Germany's top lenders, Deutsche Bank and Commerzbank, plan to launch formal exploratory talks toward a possible merger, national media reported Sunday, following months of preliminary negotiations.

The German government has been encouraging the two Frankfurt firms to explore a cross-town merger and create a "national champion" in financial services to better compete on the global stage.

A week ago Finance Minister Olaf Scholz confirmed that "there are talks about the situation as it is" between the lenders, with the government a "fair companion" to the discussions.

On Sunday the Die Welt newspaper reported that both banks were expected to publish so-called ad hoc notices as early as Sunday announcing the next phase of talks.

"The boards of both banks have been exploring for a long time, in a small circle, whether the two banks would make a good fit," Die Welt reported.

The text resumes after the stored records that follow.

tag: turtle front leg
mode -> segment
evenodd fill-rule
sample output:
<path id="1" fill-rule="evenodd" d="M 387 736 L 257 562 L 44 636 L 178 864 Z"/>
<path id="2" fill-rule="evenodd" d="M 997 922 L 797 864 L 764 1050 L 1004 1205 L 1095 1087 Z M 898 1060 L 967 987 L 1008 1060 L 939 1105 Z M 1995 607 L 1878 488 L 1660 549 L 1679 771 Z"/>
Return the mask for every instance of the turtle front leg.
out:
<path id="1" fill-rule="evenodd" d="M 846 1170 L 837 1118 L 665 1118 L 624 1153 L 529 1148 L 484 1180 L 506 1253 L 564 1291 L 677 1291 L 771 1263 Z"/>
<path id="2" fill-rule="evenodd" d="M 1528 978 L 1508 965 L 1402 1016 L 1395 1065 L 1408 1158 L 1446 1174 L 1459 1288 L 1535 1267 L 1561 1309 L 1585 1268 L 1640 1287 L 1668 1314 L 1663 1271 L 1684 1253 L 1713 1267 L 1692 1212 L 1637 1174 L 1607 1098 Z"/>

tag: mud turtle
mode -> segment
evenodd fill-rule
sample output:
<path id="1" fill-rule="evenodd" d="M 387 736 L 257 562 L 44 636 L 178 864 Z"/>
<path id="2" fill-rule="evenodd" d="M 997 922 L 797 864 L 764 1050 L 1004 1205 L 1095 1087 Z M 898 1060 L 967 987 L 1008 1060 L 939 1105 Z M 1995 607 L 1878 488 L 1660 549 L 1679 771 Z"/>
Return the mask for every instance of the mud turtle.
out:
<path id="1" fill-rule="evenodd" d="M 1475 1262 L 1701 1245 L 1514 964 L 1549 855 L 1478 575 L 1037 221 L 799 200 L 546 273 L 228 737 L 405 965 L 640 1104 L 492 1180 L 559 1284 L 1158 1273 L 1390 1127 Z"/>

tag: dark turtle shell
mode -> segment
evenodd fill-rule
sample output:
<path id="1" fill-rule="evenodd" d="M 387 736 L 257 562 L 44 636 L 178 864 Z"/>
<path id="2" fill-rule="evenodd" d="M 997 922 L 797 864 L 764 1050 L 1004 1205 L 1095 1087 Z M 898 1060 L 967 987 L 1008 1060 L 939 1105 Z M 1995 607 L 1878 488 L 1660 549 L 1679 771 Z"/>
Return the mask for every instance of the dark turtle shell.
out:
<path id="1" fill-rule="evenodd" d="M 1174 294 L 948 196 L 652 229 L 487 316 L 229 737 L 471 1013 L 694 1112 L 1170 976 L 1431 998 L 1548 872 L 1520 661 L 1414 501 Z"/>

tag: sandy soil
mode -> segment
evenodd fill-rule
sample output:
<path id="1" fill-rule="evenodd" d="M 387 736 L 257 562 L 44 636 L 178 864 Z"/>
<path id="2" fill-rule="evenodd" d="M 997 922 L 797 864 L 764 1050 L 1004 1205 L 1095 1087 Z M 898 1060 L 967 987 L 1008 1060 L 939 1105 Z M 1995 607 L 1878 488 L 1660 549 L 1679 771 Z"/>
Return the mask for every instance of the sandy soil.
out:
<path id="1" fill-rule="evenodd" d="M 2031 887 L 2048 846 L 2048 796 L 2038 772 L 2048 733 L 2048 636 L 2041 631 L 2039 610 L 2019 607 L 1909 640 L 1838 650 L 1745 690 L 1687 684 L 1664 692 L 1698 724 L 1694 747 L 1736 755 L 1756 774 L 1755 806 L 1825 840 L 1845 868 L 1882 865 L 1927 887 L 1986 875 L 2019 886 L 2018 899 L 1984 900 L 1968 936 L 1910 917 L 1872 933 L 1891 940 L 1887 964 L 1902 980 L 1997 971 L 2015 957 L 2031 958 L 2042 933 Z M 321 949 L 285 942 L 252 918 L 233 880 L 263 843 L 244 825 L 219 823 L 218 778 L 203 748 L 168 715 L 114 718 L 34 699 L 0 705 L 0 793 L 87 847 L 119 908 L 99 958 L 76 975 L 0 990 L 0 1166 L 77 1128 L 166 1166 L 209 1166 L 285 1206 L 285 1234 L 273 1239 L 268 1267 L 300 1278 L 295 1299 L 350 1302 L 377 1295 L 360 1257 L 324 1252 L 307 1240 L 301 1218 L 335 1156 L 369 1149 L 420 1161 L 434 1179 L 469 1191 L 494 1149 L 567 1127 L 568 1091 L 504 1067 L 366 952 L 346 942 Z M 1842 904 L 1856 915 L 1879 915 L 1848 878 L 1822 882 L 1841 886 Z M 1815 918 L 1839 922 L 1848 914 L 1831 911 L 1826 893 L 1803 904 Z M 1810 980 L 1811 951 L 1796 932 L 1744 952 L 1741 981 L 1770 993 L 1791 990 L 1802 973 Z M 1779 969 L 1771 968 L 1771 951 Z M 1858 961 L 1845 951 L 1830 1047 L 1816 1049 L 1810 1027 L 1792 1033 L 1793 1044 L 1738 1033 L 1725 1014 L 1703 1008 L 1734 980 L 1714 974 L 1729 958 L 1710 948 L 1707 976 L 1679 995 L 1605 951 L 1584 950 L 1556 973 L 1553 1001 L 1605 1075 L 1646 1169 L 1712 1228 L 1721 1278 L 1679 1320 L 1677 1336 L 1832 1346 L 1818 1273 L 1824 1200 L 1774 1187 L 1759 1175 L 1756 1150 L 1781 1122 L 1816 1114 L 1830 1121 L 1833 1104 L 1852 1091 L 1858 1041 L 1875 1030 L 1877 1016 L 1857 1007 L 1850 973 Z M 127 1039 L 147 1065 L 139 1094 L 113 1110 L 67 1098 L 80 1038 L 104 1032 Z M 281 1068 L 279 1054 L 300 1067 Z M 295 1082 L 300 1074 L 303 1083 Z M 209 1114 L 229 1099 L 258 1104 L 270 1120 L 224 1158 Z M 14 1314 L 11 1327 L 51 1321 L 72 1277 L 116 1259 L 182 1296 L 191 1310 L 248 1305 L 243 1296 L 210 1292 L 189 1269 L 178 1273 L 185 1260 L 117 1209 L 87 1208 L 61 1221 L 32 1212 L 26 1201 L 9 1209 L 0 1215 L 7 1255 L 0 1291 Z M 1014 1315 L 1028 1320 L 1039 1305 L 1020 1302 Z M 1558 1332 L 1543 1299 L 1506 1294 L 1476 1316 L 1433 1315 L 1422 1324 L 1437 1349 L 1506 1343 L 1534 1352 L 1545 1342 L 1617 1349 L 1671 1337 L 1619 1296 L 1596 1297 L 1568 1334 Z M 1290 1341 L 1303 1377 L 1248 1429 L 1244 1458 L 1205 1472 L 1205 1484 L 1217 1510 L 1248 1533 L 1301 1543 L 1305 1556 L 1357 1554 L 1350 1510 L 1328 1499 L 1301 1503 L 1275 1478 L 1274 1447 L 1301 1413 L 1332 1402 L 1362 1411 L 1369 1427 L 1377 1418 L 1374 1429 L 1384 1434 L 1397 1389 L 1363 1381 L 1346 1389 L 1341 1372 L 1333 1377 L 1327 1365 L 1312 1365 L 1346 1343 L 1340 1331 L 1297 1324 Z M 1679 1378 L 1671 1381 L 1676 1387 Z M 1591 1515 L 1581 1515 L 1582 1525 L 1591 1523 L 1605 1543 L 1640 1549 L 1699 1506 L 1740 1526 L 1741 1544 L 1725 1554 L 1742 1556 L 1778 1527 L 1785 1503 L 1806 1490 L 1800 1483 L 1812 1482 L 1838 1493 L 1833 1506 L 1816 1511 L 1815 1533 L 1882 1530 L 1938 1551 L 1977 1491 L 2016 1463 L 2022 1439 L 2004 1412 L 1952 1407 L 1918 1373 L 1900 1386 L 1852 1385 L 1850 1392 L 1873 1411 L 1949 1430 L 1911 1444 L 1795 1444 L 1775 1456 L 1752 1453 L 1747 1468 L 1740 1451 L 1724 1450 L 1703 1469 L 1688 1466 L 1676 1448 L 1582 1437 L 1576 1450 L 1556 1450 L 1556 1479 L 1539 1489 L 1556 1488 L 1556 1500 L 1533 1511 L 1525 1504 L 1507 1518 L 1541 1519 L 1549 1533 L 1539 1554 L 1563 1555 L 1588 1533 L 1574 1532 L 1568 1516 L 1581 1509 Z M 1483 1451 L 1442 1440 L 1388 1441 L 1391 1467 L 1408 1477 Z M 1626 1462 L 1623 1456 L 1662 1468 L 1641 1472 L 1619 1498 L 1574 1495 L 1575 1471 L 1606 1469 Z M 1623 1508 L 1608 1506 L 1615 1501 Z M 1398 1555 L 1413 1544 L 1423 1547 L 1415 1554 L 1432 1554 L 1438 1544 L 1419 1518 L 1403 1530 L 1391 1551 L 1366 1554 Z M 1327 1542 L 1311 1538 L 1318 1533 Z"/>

"Driven by the politicians in Berlin, the talks are thus heading into the next round."

National news agency DPA also reported that the banks were expected to step up their negotiations, citing unnamed industry sources.

Critics of a potential deal have pointed to both Deutsche and Commerzbank's weakened state in the wake of the financial crisis, saying combining two ailing firms would not produce a healthy one.

Commerzbank is still part-owned by the German state, after Berlin had to step in following its 2009 acquisition of troubled Dresdner Bank, and is partway through a tough restructuring.

Deutsche is also reorganising, and only returned to the black last year after many years spent fighting the financial and legal fallout of its breakneck pre-crisis expansion.

One reason for the two lenders' long fight back to profitability is the tough environment in Germany, where intense competition including from public savings banks squeezes margins on retail banking.

European banking supervisors have long urged mergers between lenders to create a more resilient financial sector -- but prefer cross-border marriages to avoid bundling together national problems.

Two German unions last Wednesday firmly rejected the idea of a merger between the top lenders.

"The merger would not create a 'national champion'" as hoped for in the finance and economy ministries, said service workers' union Verdi.

Instead, the combined banks "would become much more attractive for a 'hostile' takeover, for example from France," the workers' organisation added.

On the jobs front, "at least 10,000 further jobs would be in grave danger" on top of thousands already slated to go as both lenders press through far-reaching restructuring projects, Verdi estimated.